A recent public property records report following the recovery of the housing market shows that home supply is beginning to catch up with the increasing demand among buyers. Realtor.com released the Real Estate Health Report for May 2013, and the data shows an uptick in the amount of residencies available for sale last month. The cumulative number of single-family homes, condos, co-ops and townhouses on the market rose by 5.82 percent from April to May.
In May, the median list price rose 2.10 percent to land at $199,000, a 4.79 percent increase from last year. The report also revealed a year-over-year decrease of 10.11 percent in inventory from May of last year, compared to a decrease of 14.1 percent from the year before.

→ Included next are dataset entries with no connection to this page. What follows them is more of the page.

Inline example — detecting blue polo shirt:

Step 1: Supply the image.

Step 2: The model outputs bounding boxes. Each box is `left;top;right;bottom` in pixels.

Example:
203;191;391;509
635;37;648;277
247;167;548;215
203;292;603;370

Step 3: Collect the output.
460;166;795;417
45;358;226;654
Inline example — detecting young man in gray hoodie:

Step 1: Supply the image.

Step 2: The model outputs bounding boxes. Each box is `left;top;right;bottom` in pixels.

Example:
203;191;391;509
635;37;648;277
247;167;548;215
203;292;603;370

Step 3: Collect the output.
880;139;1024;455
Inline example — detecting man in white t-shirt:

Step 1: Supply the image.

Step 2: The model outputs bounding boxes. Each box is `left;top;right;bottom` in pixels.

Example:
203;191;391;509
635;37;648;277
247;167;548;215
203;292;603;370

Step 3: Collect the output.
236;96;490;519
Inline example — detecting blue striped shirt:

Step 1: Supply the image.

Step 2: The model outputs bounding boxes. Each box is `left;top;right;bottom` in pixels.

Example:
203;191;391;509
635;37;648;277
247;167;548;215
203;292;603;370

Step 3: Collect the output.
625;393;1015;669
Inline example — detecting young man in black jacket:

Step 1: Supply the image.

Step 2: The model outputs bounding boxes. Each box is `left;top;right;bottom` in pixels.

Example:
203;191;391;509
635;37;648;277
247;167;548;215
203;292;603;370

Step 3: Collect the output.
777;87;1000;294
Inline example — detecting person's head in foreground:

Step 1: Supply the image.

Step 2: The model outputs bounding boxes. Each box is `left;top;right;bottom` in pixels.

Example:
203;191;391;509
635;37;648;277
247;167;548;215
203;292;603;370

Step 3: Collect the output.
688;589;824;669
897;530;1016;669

"We are seeing large regional markets across the country leading the way to national recovery," said Steve Berkowitz, CEO of Move Inc. "These regions are acting as a microcosm for what's slowly happening in the larger real estate market."
Berkowitz went on to note that a rise in consumer demand was beginning to reflect in seller confidence, a sentiment that is backed up by Fannie Mae's most recent National Housing Survey. Within the survey, an annual high of 76 percent respondents noted that they felt it would be a good time to sell a home, while 40 percent said that they thought it was a good time to buy, an uptick of 10 percent from the prior month.
Recovery anticipated in markets that haven't yet healed
While these are all signs of a recovering economy, there are still some regions that haven't experienced the same growth as the rest of the nation. However, experts are still seeing signs of recovery, according to Kiplinger. In these markets, there is an oversupply of homes, which has led to a drop in their home prices. Nationally, home prices have risen 6.8 percent, but areas such as Charlotte, North Carolina, and St. Louis experienced a down tick of almost 4 percent in the past year, the news source noted. On the upside, homes sales in these counties have seen increases of 29 percent and 14 percent respectively.
Some of these regions are lagging behind on the housing market front because of the damages done by natural disasters, cities such as Atlantic City, New Jersey; and Baton Rouge Louisiana.